Community
Participate
Working Groups
We're getting failures on the Gerrit and integration runs and it isn't clear what the cause is. In all of these cases, the tests ran properly against local Gerrit (2.5.4) instances as well as on previous Hudson tests for the same change sets. Please see: https://git.eclipse.org/r/#/c/13877/ <-- Builds off of current master https://git.eclipse.org/r/#/c/13878/ <-- Builds off of last change before significant change to binary format. All of these seem to be possibly due to time out issues. Also, note failures on e.g. https://git.eclipse.org/r/#/c/13857/ that could also possibly be timeout related.
Tomek, are you seeing this failure on your local machine by chance? (If you don't have local Mylyn gerrit instance set up, let me know and I'll dig up the bug that explains.)
MIles, please fix the tests. You were the only one submitting changes lately.
Steffen, see the reviews above. These are tests for changes that previously passed, so it looks like something is going wrong with the test bed itself. I'll go back even further to verify this is the case.
(In reply to comment #2) > You were the only one submitting changes lately. Note that Tomek's tsts are failing too. ;) https://git.eclipse.org/r/#/c/13886/
Steffen, I think the issue might be simply that http://mylyn.org/gerrit-2.4.2/ is down and or running very slowly. I can't reach it w/ a browser, but I can 2.5.4. Can we get a reboot on it or something? Note also integration tests: https://hudson.eclipse.org/hudson/view/Mylyn/job/mylyn-reviews-nightly/2281/ This is failing even though previous two tests didn't have significant changes.

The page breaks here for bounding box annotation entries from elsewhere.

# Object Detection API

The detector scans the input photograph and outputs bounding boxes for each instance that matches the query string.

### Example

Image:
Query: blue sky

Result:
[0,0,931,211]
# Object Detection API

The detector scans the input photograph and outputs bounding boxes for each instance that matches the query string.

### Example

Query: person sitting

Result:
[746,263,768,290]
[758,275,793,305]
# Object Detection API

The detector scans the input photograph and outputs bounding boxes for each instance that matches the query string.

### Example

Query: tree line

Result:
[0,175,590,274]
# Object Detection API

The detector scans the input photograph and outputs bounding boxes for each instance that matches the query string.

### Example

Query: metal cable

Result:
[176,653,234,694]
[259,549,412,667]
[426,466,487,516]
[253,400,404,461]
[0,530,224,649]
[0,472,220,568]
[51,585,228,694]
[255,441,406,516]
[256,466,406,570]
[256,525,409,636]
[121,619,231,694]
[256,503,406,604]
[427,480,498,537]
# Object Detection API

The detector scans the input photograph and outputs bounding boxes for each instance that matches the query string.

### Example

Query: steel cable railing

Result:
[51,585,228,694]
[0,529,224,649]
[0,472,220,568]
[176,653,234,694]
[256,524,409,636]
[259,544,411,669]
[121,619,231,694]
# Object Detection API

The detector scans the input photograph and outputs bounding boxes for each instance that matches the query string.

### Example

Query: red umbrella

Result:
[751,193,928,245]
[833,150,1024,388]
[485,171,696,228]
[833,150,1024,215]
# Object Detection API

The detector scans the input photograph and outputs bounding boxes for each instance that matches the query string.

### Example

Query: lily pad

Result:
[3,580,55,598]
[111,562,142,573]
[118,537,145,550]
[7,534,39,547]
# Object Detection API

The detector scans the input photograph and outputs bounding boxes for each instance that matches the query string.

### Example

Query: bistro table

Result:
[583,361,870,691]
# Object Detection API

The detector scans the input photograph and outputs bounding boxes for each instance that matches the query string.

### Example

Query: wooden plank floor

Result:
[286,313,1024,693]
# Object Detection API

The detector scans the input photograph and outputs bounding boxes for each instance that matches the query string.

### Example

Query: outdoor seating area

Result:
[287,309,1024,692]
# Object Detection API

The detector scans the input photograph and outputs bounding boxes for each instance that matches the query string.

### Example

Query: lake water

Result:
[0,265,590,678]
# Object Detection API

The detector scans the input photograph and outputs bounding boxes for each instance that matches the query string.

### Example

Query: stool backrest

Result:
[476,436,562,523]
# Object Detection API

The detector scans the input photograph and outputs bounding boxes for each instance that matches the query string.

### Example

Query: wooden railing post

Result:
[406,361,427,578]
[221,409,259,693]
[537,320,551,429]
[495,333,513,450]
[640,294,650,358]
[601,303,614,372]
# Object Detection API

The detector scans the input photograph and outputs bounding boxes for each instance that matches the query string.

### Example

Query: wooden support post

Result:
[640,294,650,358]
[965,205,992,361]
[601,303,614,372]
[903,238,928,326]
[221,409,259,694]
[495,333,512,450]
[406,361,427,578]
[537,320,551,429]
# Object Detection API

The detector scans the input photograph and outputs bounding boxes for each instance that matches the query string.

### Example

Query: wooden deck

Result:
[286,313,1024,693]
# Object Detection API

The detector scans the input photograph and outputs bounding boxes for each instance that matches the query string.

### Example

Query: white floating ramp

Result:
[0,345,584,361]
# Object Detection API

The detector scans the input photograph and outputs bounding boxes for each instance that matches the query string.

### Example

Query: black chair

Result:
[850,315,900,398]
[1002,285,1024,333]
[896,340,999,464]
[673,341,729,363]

Thanks for looking into it. Sam, Tomek, can you restart the affected process? You can also re-run the provisioning job at http://ci.mylyn.org/view/Provisioning/job/mylyn-puppet-gerrit/ which will restart all Gerrit servers.
(In reply to comment #6) > You can also re-run the provisioning job Done. I'm retriggering all aborted builds now as 2.4.2 is responsive again: * https://git.eclipse.org/r/#/c/13886/ : https://hudson.eclipse.org/sandbox/job/mylyn-reviews-gerrit/612/ => 616 * https://git.eclipse.org/r/#/c/13877/ : https://hudson.eclipse.org/sandbox/job/mylyn-reviews-gerrit/608/ => 617 * https://git.eclipse.org/r/#/c/13878/ : https://hudson.eclipse.org/sandbox/job/mylyn-reviews-gerrit/609/ => 618 * https://git.eclipse.org/r/#/c/13857/ : https://hudson.eclipse.org/sandbox/job/mylyn-reviews-gerrit/610/ => 619 When running locally, I still get the failures in PatchSetRemoteFactoryTest, first time seen in https://hudson.eclipse.org/sandbox/job/mylyn-reviews-gerrit/607/
(In reply to comment #7) > first time seen in > https://hudson.eclipse.org/sandbox/job/mylyn-reviews-gerrit/607/ Should read: https://hudson.eclipse.org/sandbox/job/mylyn-reviews-gerrit/604/ or "last time seen" :)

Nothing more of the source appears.